Christmas markets: Will Brexit have any effect?
It's that time of year when market traders from Europe make their annual pilgrimage to kick off England's Christmas countdown. It's the first time the rows of glowing wooden huts have been set up since Britain voted to leave the European Union. So will Brexit have any impact on Christmas markets as we know them?
Birmingham is twinkling in anticipation of the Frankfurt Christmas market which opens on Thursday with 138 stalls - only eight down from last year. Stallholders have extended their stay until 29 December.

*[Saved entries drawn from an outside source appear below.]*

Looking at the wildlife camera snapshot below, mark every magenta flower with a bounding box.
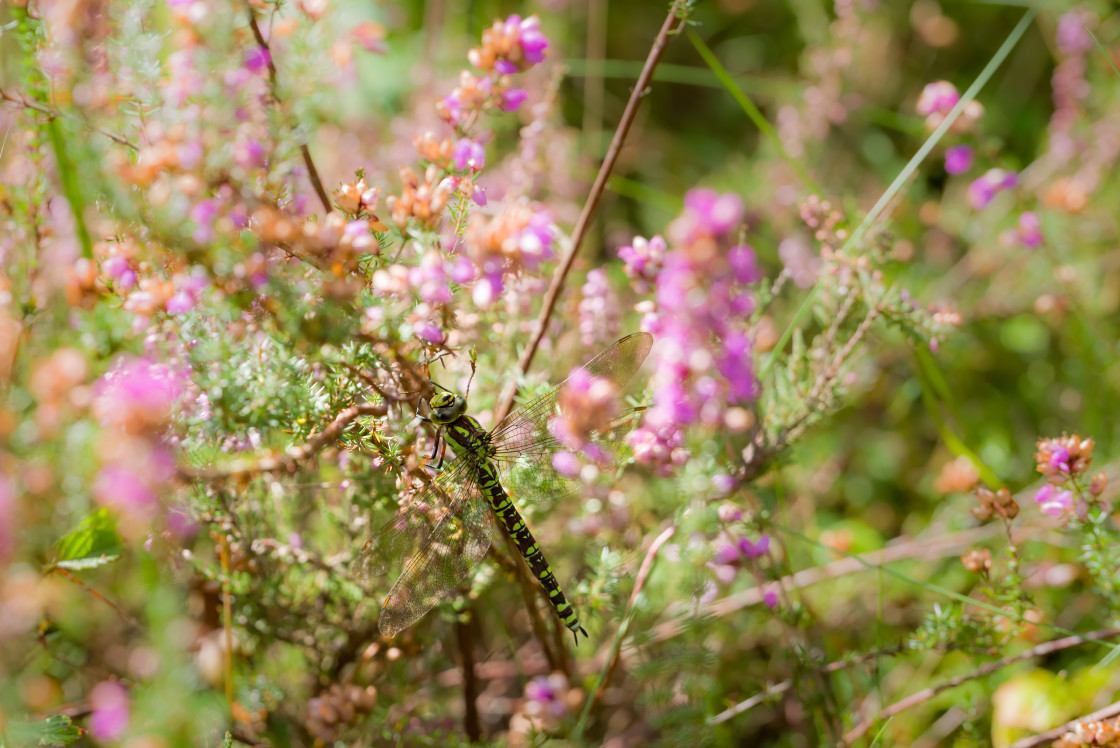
[517,15,549,64]
[738,534,770,559]
[551,451,580,478]
[452,138,486,172]
[244,46,271,75]
[94,464,156,515]
[525,674,568,717]
[93,358,185,434]
[968,168,1018,209]
[916,80,960,117]
[944,145,973,174]
[89,681,129,741]
[501,88,528,112]
[1035,483,1074,518]
[0,478,13,562]
[1017,211,1042,248]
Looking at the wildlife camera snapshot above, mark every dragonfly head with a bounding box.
[428,385,467,424]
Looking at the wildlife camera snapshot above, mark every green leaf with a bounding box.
[4,714,86,746]
[55,509,122,568]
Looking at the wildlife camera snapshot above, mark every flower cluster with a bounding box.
[438,15,549,129]
[91,359,185,537]
[620,189,761,475]
[916,80,983,133]
[968,168,1018,210]
[461,203,554,308]
[548,368,622,477]
[1031,434,1106,520]
[971,486,1018,523]
[578,268,620,348]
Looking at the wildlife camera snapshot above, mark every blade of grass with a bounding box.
[687,29,821,194]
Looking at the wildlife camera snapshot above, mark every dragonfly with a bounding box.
[355,332,653,644]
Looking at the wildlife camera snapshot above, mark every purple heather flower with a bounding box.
[1056,11,1094,55]
[165,291,194,314]
[244,46,271,75]
[89,681,129,741]
[551,450,580,478]
[450,255,476,284]
[916,80,960,116]
[94,464,156,514]
[618,235,667,294]
[453,138,486,172]
[525,674,568,717]
[415,322,444,344]
[1017,211,1043,248]
[713,543,741,566]
[0,478,13,562]
[944,145,973,174]
[472,185,487,207]
[1035,483,1074,518]
[968,168,1018,209]
[738,534,770,559]
[518,16,549,64]
[501,88,528,112]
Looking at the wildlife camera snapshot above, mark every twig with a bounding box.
[1007,698,1120,748]
[47,567,142,629]
[244,7,332,214]
[180,402,386,481]
[492,0,689,425]
[843,628,1120,745]
[455,606,481,742]
[0,87,139,150]
[218,532,235,707]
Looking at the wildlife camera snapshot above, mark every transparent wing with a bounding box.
[490,332,653,504]
[353,458,494,637]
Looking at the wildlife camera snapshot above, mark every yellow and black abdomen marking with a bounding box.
[446,417,588,643]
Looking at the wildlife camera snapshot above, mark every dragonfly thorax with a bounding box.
[428,388,467,424]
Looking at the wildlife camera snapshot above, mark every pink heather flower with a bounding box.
[165,291,194,314]
[244,46,271,75]
[1017,211,1042,248]
[94,464,156,515]
[1035,483,1074,518]
[1056,11,1094,55]
[0,478,13,562]
[89,681,129,741]
[415,322,445,344]
[777,235,820,289]
[618,235,667,294]
[525,674,568,717]
[944,145,973,174]
[93,359,186,435]
[551,450,580,478]
[453,138,486,171]
[968,168,1018,209]
[713,543,741,566]
[578,269,620,348]
[916,80,960,116]
[501,88,528,112]
[678,188,744,240]
[738,534,770,559]
[472,185,487,206]
[516,15,549,64]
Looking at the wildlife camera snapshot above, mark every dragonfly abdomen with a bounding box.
[481,472,586,639]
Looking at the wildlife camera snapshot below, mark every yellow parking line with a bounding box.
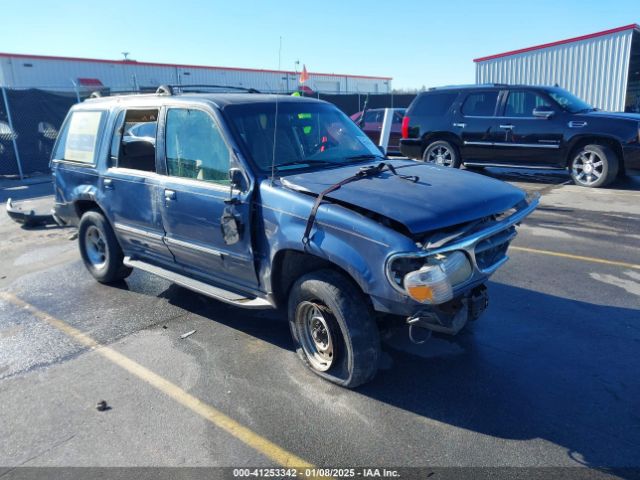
[0,291,315,472]
[510,246,640,270]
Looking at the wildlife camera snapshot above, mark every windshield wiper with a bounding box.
[301,162,418,246]
[345,154,384,161]
[275,160,334,170]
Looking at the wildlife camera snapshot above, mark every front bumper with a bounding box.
[375,194,539,316]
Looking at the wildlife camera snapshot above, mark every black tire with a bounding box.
[569,144,619,188]
[288,269,380,388]
[78,210,132,283]
[422,140,461,168]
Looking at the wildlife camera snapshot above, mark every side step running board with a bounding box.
[124,257,273,309]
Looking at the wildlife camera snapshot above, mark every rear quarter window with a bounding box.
[411,92,458,116]
[54,110,105,164]
[461,91,499,117]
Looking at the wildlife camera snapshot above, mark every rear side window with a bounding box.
[363,110,382,123]
[412,92,457,116]
[461,92,499,116]
[53,110,105,164]
[110,109,158,172]
[392,110,405,124]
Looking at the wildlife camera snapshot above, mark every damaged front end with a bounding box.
[385,193,539,338]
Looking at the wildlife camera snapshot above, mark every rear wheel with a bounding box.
[569,144,618,188]
[422,140,461,168]
[78,210,132,283]
[288,269,380,388]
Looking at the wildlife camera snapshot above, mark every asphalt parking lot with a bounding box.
[0,168,639,479]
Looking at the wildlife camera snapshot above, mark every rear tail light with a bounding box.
[401,116,409,139]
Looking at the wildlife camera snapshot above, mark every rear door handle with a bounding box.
[164,189,176,201]
[499,124,514,130]
[103,178,114,190]
[453,122,466,128]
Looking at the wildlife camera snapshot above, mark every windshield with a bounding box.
[547,88,594,113]
[225,101,383,173]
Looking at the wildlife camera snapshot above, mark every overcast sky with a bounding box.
[0,0,637,89]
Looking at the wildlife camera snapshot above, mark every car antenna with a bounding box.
[270,36,283,185]
[358,93,369,127]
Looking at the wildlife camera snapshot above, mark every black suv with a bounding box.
[400,84,640,188]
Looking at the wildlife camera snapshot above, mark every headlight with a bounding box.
[397,251,472,304]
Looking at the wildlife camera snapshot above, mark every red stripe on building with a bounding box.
[0,52,392,81]
[473,23,640,63]
[77,78,103,86]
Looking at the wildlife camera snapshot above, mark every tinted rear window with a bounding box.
[461,92,499,116]
[412,92,458,116]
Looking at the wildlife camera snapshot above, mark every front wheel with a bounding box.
[288,269,380,388]
[423,140,461,168]
[569,144,618,188]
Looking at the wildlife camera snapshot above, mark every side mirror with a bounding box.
[533,106,555,119]
[229,168,245,190]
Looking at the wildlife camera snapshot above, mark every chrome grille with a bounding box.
[474,226,516,272]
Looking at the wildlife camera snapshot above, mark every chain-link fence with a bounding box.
[0,87,417,178]
[0,88,80,177]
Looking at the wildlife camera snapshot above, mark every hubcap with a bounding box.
[572,150,604,186]
[84,225,107,269]
[296,301,335,371]
[427,146,453,167]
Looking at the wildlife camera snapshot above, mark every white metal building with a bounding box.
[0,52,391,94]
[475,24,640,112]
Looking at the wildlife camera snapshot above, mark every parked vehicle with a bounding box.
[0,121,17,160]
[400,84,640,188]
[51,87,537,387]
[350,108,405,154]
[124,121,157,144]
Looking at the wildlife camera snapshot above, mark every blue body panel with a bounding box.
[102,169,174,267]
[157,174,259,291]
[255,180,419,313]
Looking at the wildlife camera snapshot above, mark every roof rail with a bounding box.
[427,83,511,91]
[155,84,261,95]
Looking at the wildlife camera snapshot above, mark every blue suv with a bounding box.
[51,87,537,387]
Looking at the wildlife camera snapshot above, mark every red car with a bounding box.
[350,108,406,155]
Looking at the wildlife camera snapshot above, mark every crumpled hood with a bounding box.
[281,159,526,234]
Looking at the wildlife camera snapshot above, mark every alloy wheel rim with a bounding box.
[296,301,335,372]
[428,146,454,167]
[572,150,604,186]
[84,225,107,269]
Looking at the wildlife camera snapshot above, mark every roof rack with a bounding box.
[155,84,261,95]
[427,83,510,91]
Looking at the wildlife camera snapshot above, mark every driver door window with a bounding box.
[165,108,230,185]
[505,91,551,117]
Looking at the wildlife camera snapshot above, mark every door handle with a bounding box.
[103,178,114,190]
[499,124,514,130]
[164,189,176,201]
[453,123,466,128]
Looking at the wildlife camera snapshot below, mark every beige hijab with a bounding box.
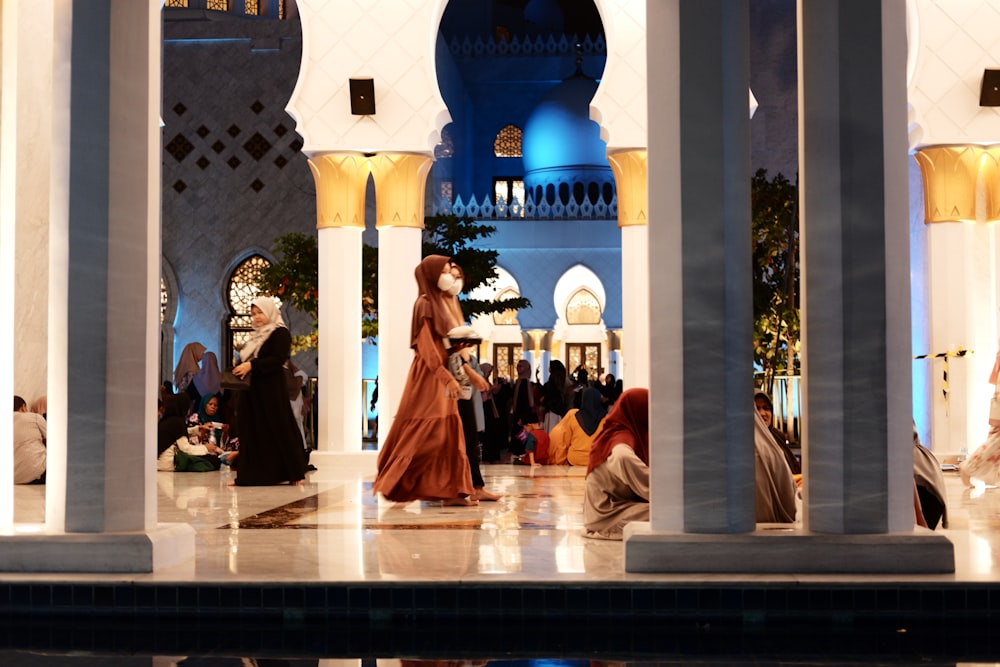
[753,409,798,523]
[173,342,206,390]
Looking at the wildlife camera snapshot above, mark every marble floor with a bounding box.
[6,456,1000,585]
[6,458,1000,661]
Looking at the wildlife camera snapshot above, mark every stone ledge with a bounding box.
[0,522,195,573]
[624,522,955,574]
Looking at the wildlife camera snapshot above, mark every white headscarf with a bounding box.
[238,297,286,362]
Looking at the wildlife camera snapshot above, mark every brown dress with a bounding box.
[373,256,474,502]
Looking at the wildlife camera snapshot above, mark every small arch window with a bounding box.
[435,127,455,159]
[492,289,521,325]
[493,125,523,158]
[565,288,601,325]
[226,254,279,364]
[160,277,169,324]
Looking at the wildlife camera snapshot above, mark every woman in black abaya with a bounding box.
[230,296,308,486]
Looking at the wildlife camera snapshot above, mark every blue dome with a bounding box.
[524,0,564,33]
[522,71,614,205]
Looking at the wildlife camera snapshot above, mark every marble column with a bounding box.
[607,150,649,390]
[0,0,18,527]
[627,0,952,573]
[308,153,368,459]
[6,2,51,409]
[0,0,194,572]
[911,145,997,455]
[369,153,432,450]
[797,0,924,536]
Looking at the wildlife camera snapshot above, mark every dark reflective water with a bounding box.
[1,619,999,665]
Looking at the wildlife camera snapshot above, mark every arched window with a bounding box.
[492,288,520,325]
[225,254,276,365]
[160,277,169,324]
[493,124,523,158]
[435,127,455,159]
[565,288,601,325]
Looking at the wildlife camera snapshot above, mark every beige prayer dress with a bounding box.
[583,443,650,540]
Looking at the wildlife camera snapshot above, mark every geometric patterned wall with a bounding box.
[162,15,317,372]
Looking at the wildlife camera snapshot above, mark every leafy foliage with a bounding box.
[255,215,531,349]
[751,169,800,391]
[256,233,319,353]
[422,214,531,319]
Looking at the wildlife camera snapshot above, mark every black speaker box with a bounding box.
[980,69,1000,106]
[350,78,376,115]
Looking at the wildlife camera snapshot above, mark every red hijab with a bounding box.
[586,387,650,475]
[410,255,462,345]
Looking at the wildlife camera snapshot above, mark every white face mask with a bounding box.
[437,273,455,292]
[447,279,463,296]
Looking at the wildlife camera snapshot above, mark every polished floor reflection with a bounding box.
[9,459,1000,584]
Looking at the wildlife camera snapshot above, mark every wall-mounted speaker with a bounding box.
[980,69,1000,107]
[349,78,376,115]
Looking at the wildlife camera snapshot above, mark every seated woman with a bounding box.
[583,388,649,540]
[548,386,608,466]
[186,393,239,462]
[754,391,800,475]
[753,407,799,523]
[157,394,224,472]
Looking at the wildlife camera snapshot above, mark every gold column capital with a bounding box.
[307,153,370,229]
[607,149,648,228]
[369,153,434,230]
[912,144,1000,224]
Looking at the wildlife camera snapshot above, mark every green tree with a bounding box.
[257,215,531,349]
[422,214,531,319]
[751,169,799,394]
[256,232,319,353]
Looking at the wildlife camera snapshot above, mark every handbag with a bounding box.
[221,369,250,391]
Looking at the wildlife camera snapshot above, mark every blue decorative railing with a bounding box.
[447,33,607,58]
[430,193,618,220]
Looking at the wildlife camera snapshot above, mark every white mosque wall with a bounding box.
[590,0,647,152]
[907,0,1000,455]
[909,0,1000,145]
[162,18,318,378]
[287,0,451,155]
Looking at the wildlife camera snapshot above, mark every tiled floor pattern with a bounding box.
[5,462,1000,634]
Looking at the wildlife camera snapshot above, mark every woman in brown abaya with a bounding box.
[373,255,477,506]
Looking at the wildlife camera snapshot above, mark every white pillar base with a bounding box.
[308,450,379,479]
[624,522,955,574]
[0,522,195,573]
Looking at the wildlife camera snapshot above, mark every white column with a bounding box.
[0,0,193,572]
[0,0,21,529]
[627,0,952,573]
[621,227,649,389]
[798,0,913,534]
[644,0,755,536]
[925,222,997,455]
[318,227,363,452]
[608,150,650,391]
[376,228,421,449]
[8,2,52,408]
[370,153,432,450]
[306,152,368,462]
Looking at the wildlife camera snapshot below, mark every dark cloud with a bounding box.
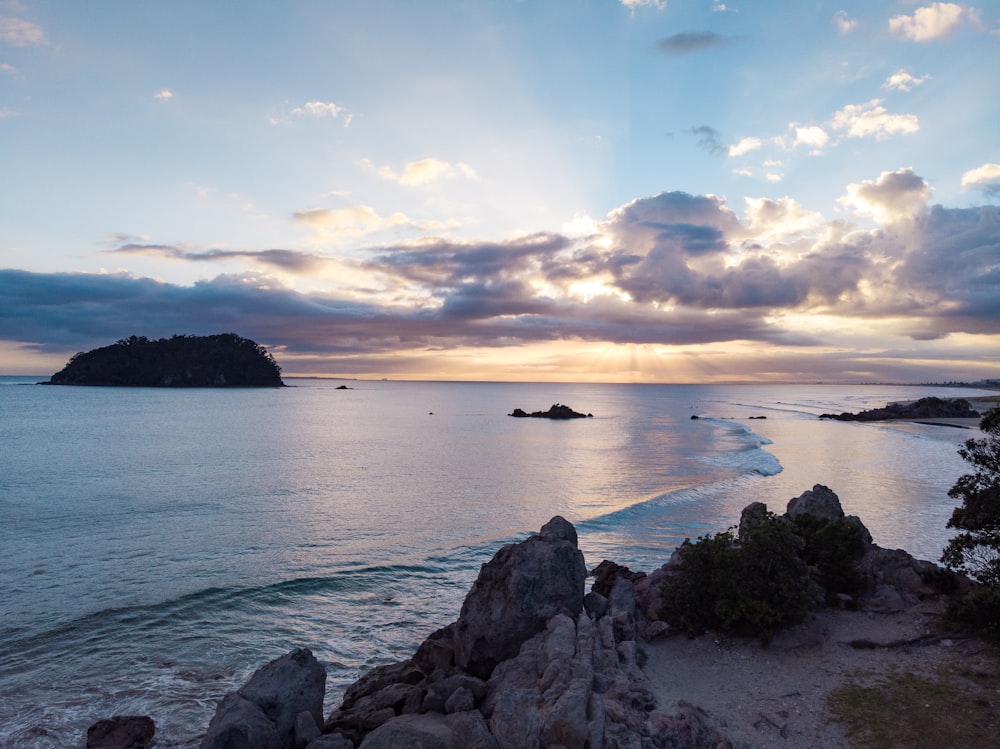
[658,32,736,55]
[690,125,725,155]
[109,243,330,274]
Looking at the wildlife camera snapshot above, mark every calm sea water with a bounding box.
[0,378,988,748]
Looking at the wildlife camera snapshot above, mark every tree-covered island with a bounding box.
[44,333,284,387]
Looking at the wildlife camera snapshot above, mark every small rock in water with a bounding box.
[86,715,155,749]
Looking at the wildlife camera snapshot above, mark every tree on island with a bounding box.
[941,407,1000,636]
[47,333,284,387]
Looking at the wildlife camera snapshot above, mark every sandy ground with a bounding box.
[641,600,993,748]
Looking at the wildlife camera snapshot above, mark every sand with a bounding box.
[640,599,994,748]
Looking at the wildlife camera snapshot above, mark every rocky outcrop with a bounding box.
[509,404,593,419]
[201,493,968,748]
[312,516,733,748]
[46,333,284,387]
[820,396,978,422]
[200,648,326,749]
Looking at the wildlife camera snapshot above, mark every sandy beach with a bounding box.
[642,593,996,747]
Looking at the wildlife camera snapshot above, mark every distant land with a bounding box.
[44,334,284,387]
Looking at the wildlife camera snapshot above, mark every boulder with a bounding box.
[86,715,155,749]
[202,648,326,749]
[785,484,844,522]
[452,516,587,679]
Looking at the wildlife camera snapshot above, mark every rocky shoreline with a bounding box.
[86,485,982,749]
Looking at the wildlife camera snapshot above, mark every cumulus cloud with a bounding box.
[961,163,1000,195]
[0,62,15,75]
[658,32,736,55]
[728,137,763,158]
[154,88,174,100]
[370,157,477,187]
[293,205,410,240]
[832,11,858,34]
[830,99,919,140]
[0,16,44,46]
[840,168,931,224]
[744,197,824,240]
[889,2,966,41]
[791,125,829,151]
[882,69,930,92]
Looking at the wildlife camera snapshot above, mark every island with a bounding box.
[509,403,593,419]
[44,333,284,387]
[819,396,979,423]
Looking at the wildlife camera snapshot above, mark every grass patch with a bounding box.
[828,661,1000,748]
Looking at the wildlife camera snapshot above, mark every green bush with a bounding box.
[945,586,1000,640]
[792,514,868,598]
[659,513,813,640]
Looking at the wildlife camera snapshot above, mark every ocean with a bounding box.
[0,378,988,748]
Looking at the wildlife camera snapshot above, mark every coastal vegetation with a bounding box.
[941,407,1000,638]
[46,333,284,387]
[658,507,868,640]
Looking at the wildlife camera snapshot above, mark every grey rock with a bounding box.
[358,713,461,749]
[737,501,770,541]
[294,710,321,748]
[453,516,586,679]
[200,693,281,749]
[444,686,475,714]
[201,648,325,749]
[305,734,354,749]
[785,484,845,522]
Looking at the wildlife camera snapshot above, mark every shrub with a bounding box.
[792,514,868,598]
[659,513,813,640]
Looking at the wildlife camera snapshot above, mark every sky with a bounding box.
[1,0,998,383]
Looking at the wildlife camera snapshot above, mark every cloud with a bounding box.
[791,125,829,151]
[620,0,665,9]
[727,137,763,158]
[840,167,931,224]
[882,69,930,92]
[658,32,735,55]
[832,11,858,34]
[154,89,174,100]
[271,100,353,127]
[0,106,17,119]
[293,205,410,240]
[0,62,15,75]
[889,2,966,41]
[0,16,44,46]
[830,99,919,140]
[743,197,824,240]
[4,179,997,376]
[108,243,332,275]
[369,157,477,187]
[690,125,725,155]
[961,163,1000,195]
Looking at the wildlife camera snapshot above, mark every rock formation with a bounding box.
[46,333,284,387]
[509,404,593,419]
[86,715,155,748]
[819,396,978,422]
[196,487,968,748]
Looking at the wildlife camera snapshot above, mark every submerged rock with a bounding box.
[86,716,155,749]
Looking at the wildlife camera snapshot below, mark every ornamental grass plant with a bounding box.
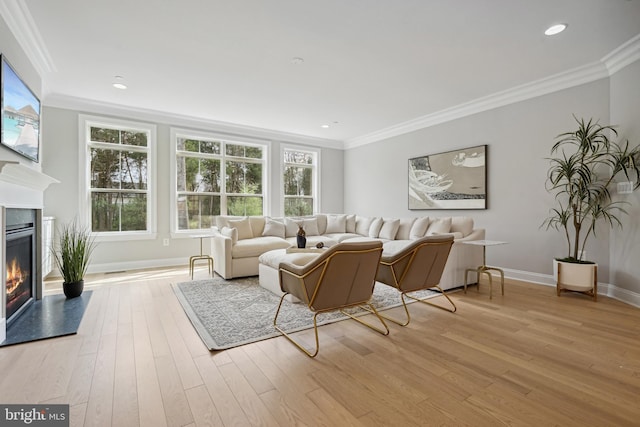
[52,220,96,283]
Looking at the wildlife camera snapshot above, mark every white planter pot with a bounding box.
[555,260,598,300]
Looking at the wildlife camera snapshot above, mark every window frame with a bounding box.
[170,128,269,236]
[79,114,157,242]
[281,144,320,216]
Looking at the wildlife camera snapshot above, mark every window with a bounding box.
[283,147,319,216]
[80,115,156,239]
[172,129,267,232]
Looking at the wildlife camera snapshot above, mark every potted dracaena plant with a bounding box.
[52,219,97,298]
[543,117,640,300]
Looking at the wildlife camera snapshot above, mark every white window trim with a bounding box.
[79,114,157,242]
[281,144,321,215]
[170,127,270,237]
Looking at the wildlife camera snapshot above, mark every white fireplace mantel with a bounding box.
[0,161,58,344]
[0,161,59,192]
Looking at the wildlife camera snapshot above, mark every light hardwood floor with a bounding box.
[1,267,639,427]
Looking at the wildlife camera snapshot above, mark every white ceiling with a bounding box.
[9,0,640,144]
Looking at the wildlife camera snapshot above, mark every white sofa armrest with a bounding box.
[455,228,485,242]
[211,231,233,279]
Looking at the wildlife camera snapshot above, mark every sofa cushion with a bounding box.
[382,239,412,257]
[216,215,242,228]
[426,217,452,236]
[228,217,253,240]
[314,214,327,235]
[451,216,474,237]
[301,217,320,236]
[231,236,291,258]
[323,232,361,243]
[355,216,373,236]
[379,219,400,240]
[369,217,383,238]
[286,235,339,248]
[326,214,347,233]
[346,215,356,233]
[284,217,301,237]
[221,226,238,244]
[249,216,266,237]
[396,218,416,240]
[410,216,430,239]
[262,217,285,238]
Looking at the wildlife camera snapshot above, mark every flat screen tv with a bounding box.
[0,54,41,162]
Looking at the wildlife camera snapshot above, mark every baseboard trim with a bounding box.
[500,267,640,308]
[54,260,640,309]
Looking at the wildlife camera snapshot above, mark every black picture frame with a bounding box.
[408,144,487,210]
[1,54,41,163]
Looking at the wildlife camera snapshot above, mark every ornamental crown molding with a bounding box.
[344,34,640,150]
[0,0,56,76]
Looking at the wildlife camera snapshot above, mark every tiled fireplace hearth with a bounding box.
[0,161,58,343]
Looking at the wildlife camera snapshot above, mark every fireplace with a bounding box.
[5,209,37,325]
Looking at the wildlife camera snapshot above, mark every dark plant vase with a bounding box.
[296,235,307,249]
[63,280,84,299]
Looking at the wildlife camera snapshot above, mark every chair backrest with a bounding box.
[306,241,383,312]
[378,235,453,293]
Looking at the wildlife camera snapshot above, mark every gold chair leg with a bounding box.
[339,303,389,335]
[405,285,457,313]
[365,293,412,326]
[273,293,321,358]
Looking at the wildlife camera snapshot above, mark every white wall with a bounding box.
[610,60,640,295]
[41,106,344,271]
[344,79,612,280]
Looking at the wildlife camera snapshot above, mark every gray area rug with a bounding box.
[173,277,438,350]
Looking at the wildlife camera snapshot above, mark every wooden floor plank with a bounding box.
[0,267,637,427]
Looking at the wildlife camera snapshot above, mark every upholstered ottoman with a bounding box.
[258,248,325,302]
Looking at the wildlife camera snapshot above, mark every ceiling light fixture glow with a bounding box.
[544,23,567,36]
[291,57,304,64]
[320,124,330,128]
[112,76,127,89]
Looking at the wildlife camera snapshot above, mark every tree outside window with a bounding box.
[89,127,150,232]
[283,148,316,216]
[175,137,265,230]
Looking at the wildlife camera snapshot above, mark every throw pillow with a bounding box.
[262,217,285,238]
[396,217,416,240]
[426,217,452,236]
[378,219,400,240]
[221,226,238,244]
[451,216,474,237]
[284,217,301,237]
[228,217,253,240]
[369,217,383,238]
[355,216,374,236]
[410,217,430,239]
[326,214,347,233]
[346,215,356,233]
[301,218,320,236]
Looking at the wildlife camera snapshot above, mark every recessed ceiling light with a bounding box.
[291,57,304,64]
[320,124,330,129]
[545,23,567,36]
[112,76,127,89]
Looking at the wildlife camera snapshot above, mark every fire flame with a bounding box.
[6,258,27,295]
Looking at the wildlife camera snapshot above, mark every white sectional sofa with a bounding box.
[210,214,485,290]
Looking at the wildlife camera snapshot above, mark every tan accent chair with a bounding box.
[274,241,389,357]
[376,235,455,326]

Over in Manchester, the smell of warm Bratwurst and Glühwein is already filling the cold air in an event hailed as the "biggest and best yet". And Shropshire is getting ready to welcome traders from Italy, France, Germany Poland and Spain when Telford's Southwater shopping centre holds its first European Christmas market from 1 to 23 December.
If these three events are anything to go by, the markets have never been better. But organising the markets, which have become a mainstay of Christmas in the UK, was already well under way by June's EU referendum.
When Britain leaves the EU will it be more difficult for stallholders to come and work here? Will the value of the pound against the euro affect their profits? Will they still feel welcome here?
Drei Brum German Market Facts
Eins: In its 16th year, the market has 138 stalls selling everything from nutcrackers to giant iced biscuits
Zwei: The market spans one mile from Victoria Square down New Street
Drei: Chris Moose has his own Twitter account to share his favourite festive puns and jokes
Britain must first submit Article 50 to trigger the start of two-year exit negotiations. During this time nothing legal and regulatory will change, says Prof Philip Booth, an academic and research director at the London-based think tank the Institute of Economic Affairs.
Currently EU residents have the right to live and work in the UK. But if the British government imposes permits and visas, stallholders "may just find it more hassle than it's worth", says Prof Booth.
"Unless the government issues temporary permits for that particular issue, some kind of non-bureaucratic arrangement, then if I was a stallholder I think I would be pretty worried."
With many traders relying on seasonal migrant workers to run their stalls, he says stallholders may stop coming to England in favour of EU countries to avoid paperwork and costs.
Allan Hartwell has built his business on bringing European markets to the UK. He thinks if Brexit has an impact it may create more opportunities for British businesses.
The managing director of Market Place, which operates Christmas markets in Belfast, Exeter, Glasgow and Newcastle, says: "It may be that we are doing trade with new countries and that may create opportunities for Christmas markets.
"Even if we start to see a drop-off in the travelling EU traders, it's going to create more opportunities perhaps for local traders to emerge."
So we could see more items with a Made in England stamp.
During last year's Christmas market the exchange rate was 1.4 euros for every £1. The pound plummeted immediately after the referendum result but today it's back up to around 1.16.
The organiser of the Frankfurt Christmas Market in Birmingham, Kurt Stroscher, told the Birmingham Mail: "Brexit and the low value of the pound will not have any effect on prices."
As stallholders begin setting out their wares, a full picture of what kind of a welcome they will receive from British shoppers is yet to emerge.
But Astrid Von Der Gathen, a stallholder at Birmingham's Christmas market for more than 10 years, says she is "not worried" because she runs part of her business through a limited company in England.
And she says she still feels welcome: "England will always be like my second home."
Prof Iain Beggis, from the European Institute at the London School of Economics, does not think trade negotiations will go so far as to turn people away from wooden toys and pretzels.
"Unless of course there is a cultural backlash of 'we don't want them here', however I think the hostilities we have seen since June will fade," he says.
Over in Telford, council arts manager Psyche Hudson says the town is "still very much European" and "eclectic" despite most voters being in favour of leaving the EU.
Back in Birmingham, as Chris Moose the singing moose is unpacked and put back in pride of place on the marketstall pub, Mr Stroscher is pragmatic about the result of Brexit.
He says: "The stallholders of Birmingham's Frankfurt Christmas Market and me, as the organiser of it, are not really happy with the Brexit vote.
"But in my opinion, voting against the EU was political - it was not a vote against friendship with the people of Europe.
"And for me the Frankfurt Christmas Market in Birmingham is a sign of this human friendship."
Your Christmas shopping questions
This story was inspired by Stuart Onyeche who used Your Questions to ask about the future of Birmingham's Christmas market post-Brexit.
He said: "I think regardless of which side of the EU membership debate Brummies fall on, the vast majority of people would agree [the Christmas market] is a very visible example of the beneficial cultural bonds we have with our European neighbours that we want to continue to see flourish after the UK leaves the EU."